= Bituminite =

Finely-ground and macerated organic remains found in bituminous coal

Bituminite is an autochthonous maceral that is a part of the liptinite group in lignite, that occurs in petroleum source rocks originating from organic matter such as algae which has undergone alteration or degradation from natural processes such as burial . It occurs as fine-grained groundmass, laminae or elongated structures that appear as veinlets within horizontal sections of lignite and bituminous coals, and also occurs in sedimentary rocks. Its occurrence in sedimentary rocks is typically found surrounding alginite, and parallel along bedding planes. Bituminite is not considered to be bitumen because its properties are different from most bitumens. It is described to have no definite shape or form when present in bedding and can be identified using different kinds of visible and fluorescent lights.

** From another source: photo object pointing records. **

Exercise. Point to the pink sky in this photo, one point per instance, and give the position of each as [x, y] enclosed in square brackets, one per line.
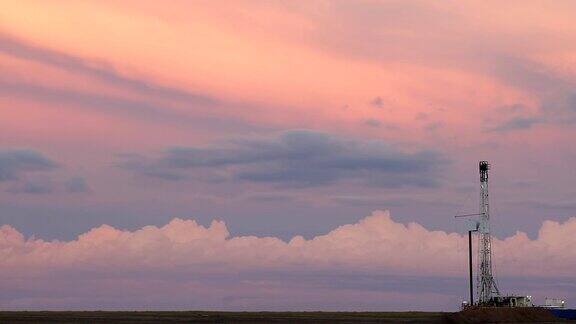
[281, 119]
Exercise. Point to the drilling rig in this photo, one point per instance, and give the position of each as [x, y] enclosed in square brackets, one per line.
[486, 287]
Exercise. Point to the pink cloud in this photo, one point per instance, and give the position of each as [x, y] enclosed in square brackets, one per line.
[238, 272]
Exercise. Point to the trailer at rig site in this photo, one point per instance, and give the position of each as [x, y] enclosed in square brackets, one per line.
[488, 294]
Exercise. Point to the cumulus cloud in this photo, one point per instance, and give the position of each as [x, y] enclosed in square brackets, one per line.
[296, 158]
[373, 257]
[16, 162]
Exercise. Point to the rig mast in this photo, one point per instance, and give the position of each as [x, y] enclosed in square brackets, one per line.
[486, 285]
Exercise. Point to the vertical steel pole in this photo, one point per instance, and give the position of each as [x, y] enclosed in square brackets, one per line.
[470, 267]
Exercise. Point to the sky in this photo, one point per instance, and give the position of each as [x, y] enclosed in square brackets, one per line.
[282, 155]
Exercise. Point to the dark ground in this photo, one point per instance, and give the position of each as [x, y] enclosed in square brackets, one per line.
[471, 316]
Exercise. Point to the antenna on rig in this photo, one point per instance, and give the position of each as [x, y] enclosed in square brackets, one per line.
[486, 285]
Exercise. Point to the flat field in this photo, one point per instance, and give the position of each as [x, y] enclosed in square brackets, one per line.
[471, 316]
[221, 317]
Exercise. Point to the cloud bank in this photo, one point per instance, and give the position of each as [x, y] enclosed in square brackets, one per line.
[297, 158]
[14, 163]
[210, 268]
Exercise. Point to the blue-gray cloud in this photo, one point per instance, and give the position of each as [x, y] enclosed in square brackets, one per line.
[555, 91]
[295, 158]
[14, 163]
[35, 187]
[518, 122]
[76, 185]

There are three types of bituminite: type I, type II and type III, of which type I is the most common. The presence of bituminite in oil shales, other oil source rocks and some coals plays an important factor when determining potential petroleum-source rocks.

== Physical properties ==
The internal structure of bituminite varies from deposit to deposit. It may be homogeneous, streaky, fluidal or finely granular. These properties of internal structure, however, are only visible when particles are irradiated with blue or violet light.

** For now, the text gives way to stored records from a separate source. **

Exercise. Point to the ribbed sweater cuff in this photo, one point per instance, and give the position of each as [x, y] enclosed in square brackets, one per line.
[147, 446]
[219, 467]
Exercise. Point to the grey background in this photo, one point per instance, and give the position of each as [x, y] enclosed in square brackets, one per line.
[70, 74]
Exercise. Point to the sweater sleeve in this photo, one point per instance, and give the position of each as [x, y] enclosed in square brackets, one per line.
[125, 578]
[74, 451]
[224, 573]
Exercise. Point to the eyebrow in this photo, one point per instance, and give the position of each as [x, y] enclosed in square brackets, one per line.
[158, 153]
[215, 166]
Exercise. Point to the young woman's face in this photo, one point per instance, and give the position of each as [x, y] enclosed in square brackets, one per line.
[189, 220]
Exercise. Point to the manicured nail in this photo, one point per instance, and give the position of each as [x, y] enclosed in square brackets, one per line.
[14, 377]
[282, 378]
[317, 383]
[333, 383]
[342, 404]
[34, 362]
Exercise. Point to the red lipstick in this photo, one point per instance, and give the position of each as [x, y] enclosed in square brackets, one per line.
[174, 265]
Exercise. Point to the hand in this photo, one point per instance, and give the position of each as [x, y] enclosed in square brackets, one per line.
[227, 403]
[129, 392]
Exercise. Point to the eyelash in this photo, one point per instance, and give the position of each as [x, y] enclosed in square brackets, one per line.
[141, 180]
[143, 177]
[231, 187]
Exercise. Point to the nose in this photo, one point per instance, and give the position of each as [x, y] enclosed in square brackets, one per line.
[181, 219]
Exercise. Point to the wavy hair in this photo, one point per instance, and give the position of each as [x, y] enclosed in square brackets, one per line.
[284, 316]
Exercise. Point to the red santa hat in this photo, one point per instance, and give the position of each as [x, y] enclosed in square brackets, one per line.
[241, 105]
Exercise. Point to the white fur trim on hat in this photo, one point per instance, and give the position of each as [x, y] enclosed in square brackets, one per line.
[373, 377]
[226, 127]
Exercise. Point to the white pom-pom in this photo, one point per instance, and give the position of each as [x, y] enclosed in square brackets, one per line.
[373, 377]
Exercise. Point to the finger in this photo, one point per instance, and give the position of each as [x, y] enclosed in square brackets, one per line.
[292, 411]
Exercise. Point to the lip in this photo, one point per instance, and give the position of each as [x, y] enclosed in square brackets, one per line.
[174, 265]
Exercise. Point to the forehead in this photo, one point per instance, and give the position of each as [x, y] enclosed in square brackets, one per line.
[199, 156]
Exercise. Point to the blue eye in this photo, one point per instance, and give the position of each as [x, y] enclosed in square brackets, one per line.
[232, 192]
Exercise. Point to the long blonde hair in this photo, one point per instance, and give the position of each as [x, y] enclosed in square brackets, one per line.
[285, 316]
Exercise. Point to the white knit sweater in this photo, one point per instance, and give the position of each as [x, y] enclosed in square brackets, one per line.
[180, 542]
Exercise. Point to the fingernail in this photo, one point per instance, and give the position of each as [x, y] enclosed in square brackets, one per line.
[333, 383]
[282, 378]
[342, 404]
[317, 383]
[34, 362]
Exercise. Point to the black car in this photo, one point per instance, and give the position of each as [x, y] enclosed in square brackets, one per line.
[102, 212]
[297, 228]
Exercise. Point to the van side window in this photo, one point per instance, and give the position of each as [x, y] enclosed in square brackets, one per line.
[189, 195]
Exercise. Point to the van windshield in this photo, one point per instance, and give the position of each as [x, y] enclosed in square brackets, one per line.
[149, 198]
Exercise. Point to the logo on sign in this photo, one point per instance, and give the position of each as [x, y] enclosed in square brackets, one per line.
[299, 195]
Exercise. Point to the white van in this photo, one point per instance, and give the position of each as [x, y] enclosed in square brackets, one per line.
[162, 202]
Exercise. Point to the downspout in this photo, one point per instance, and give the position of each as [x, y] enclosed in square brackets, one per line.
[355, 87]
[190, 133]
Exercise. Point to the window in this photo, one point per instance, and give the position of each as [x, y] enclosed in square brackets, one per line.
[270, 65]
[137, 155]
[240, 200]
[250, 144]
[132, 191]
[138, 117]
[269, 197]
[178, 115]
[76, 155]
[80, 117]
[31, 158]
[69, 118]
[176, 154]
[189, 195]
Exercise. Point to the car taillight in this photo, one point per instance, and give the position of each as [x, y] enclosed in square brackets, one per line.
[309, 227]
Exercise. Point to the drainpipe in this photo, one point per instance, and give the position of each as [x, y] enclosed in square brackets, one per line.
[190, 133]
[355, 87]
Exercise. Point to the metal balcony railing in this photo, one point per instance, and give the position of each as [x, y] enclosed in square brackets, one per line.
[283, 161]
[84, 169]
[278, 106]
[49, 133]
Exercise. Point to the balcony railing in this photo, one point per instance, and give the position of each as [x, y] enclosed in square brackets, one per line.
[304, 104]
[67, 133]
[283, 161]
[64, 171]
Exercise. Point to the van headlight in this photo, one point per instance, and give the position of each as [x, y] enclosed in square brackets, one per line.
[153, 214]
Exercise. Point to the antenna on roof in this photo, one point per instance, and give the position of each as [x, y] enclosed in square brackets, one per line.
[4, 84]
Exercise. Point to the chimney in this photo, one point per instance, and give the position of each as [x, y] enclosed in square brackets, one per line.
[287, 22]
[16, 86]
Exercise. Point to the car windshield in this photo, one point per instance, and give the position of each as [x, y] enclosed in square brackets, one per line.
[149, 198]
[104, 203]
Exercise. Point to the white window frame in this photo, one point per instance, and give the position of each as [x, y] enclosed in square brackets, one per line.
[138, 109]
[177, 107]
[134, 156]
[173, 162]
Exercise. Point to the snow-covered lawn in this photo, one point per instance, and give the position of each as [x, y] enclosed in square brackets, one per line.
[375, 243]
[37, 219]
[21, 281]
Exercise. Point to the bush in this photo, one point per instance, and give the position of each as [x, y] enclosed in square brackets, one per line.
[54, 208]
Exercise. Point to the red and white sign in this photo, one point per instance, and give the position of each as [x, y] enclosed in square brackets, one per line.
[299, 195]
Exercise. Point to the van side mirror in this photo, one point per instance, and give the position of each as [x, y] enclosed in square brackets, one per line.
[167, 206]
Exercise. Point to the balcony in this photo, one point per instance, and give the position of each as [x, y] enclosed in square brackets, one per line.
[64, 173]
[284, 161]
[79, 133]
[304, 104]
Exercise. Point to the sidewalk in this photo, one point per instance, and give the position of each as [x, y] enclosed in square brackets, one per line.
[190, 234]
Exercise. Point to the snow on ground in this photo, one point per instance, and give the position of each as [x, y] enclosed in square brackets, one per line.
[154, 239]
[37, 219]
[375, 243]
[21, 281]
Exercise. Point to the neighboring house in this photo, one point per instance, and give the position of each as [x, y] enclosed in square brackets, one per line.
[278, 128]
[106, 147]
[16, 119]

Bituminite is commonly found in the size and shape of irregular, discoidal particles that are typically 100–200 μm in diameter. When observed under transmitted light with oil immersion, the color of bituminite is orange, reddish to brown. Under reflected light, bituminite is dark brown to dark grey and sometimes black in color. Bituminite has an approximate density of ≈1.2–1.3 g/cm^{3}, which was determined by gradient centrifuging. Bituminite has a very low polishing hardness. It usually smears during the polishing process because it is unconsolidated and very soft.

== Occurrence ==
Bituminite is found in oxic to anoxic lacustrine and marine environments commonly associated with other maceral minerals such as alginite and liptodetrinite. The organic material undergoes diagenesis, forming an amorphous matrix. Framboidal pyrite is a common feature associated with bituminite. This is caused by bacterial reworking of the digestible organic matter. Due to the reworking of organic matter the particles/grains of bituminite often appear diffuse and blurred. Though grains of bituminite are often too blurred to distinguish, its optical properties widely vary, and are therefore used to determine the bituminite type.

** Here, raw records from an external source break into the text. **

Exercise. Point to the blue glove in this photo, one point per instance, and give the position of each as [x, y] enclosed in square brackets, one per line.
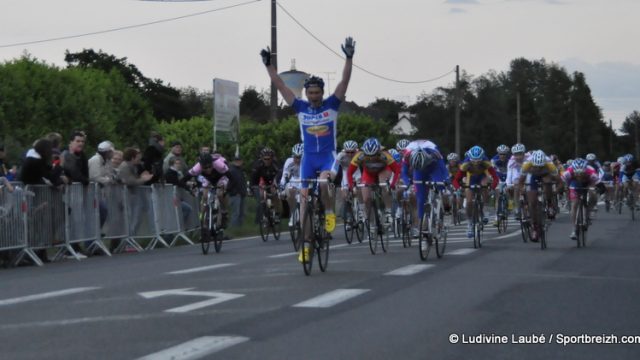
[349, 47]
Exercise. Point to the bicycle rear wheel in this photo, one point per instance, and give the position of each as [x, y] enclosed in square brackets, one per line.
[373, 222]
[307, 242]
[295, 229]
[217, 239]
[441, 237]
[424, 238]
[273, 224]
[264, 222]
[205, 230]
[322, 243]
[349, 222]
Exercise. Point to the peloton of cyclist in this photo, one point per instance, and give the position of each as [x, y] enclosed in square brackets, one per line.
[476, 171]
[539, 169]
[423, 160]
[513, 174]
[290, 180]
[580, 175]
[377, 166]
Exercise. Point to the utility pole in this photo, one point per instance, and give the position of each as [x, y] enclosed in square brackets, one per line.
[457, 119]
[610, 138]
[274, 60]
[575, 128]
[519, 139]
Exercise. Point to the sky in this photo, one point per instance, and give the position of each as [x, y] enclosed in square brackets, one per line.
[402, 40]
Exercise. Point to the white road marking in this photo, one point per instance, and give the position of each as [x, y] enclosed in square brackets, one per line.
[331, 298]
[217, 297]
[462, 251]
[46, 295]
[410, 270]
[202, 268]
[196, 348]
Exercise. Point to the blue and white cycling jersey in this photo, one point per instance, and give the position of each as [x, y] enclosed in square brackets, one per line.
[318, 125]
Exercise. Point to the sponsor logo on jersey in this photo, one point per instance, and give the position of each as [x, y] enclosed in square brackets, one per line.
[318, 130]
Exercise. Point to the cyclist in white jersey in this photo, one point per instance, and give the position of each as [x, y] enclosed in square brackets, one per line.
[513, 174]
[290, 180]
[318, 125]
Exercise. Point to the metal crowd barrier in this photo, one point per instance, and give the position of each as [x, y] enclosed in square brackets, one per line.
[13, 224]
[40, 217]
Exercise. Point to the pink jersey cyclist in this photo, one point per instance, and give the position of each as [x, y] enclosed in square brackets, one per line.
[217, 175]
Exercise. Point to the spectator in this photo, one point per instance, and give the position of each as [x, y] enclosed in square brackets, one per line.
[129, 175]
[37, 170]
[100, 171]
[74, 160]
[176, 152]
[116, 160]
[237, 191]
[152, 158]
[174, 176]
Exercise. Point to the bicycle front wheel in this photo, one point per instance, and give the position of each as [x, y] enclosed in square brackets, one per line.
[205, 230]
[424, 238]
[307, 234]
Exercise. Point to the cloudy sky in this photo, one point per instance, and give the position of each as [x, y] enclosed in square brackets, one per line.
[404, 40]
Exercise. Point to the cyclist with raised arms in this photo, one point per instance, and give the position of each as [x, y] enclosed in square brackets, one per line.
[579, 175]
[423, 160]
[476, 171]
[513, 174]
[318, 126]
[290, 180]
[377, 166]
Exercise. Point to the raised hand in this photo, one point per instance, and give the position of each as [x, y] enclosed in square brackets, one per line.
[349, 47]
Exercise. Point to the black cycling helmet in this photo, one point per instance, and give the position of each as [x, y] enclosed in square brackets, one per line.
[314, 81]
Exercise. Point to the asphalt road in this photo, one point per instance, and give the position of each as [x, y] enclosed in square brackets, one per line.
[253, 301]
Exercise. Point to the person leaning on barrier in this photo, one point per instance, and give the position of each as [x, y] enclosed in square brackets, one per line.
[37, 169]
[152, 158]
[128, 171]
[175, 153]
[74, 160]
[100, 169]
[173, 176]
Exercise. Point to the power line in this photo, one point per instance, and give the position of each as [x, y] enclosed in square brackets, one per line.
[127, 27]
[356, 66]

It is very common to have all three types of bituminite in organic-rich sedimentary rocks, however, the modal percentage of bituminite type varies. Typically type I bituminite is found to be much larger than other types and exude a negative alteration when irradiated with blue light. Type II is determined by its yellowish or reddish-brown fluorescence and its occasional oil expulsions when irradiated. Type III, the rarest kind of bituminite, appears dark grey under a reflected white light, however, lacks fluorescence. It is also distinguished by the fine granular structure and its association with faunal relics.

== History ==
Bituminite was a general term given to rocks which are rich in bitumen. The term was also used informally to describe irregularly shaped macerals until 1975 when the ICCP clearly defined the term.

== Applications and uses ==
Bituminite is the main source for low-temperature coal tar, which is used in industry, medicine and construction . The value of bituminite increases with grade. At high grade, i.e. high maturity, bituminite has high hydrogen to carbon content . A high hydrogen/carbon ratio bituminite indicates a good hydrocarbon source. However, low grades of bituminite vary depending on type, meaning that there is variable hydrogen/carbon ratios.

Bituminite can also be used as potential indicators in the petroleum industry. Research has shown that type I bituminite in modes upwards of 10% of the total organic matter, is indicative of a potential petroleum-source rock.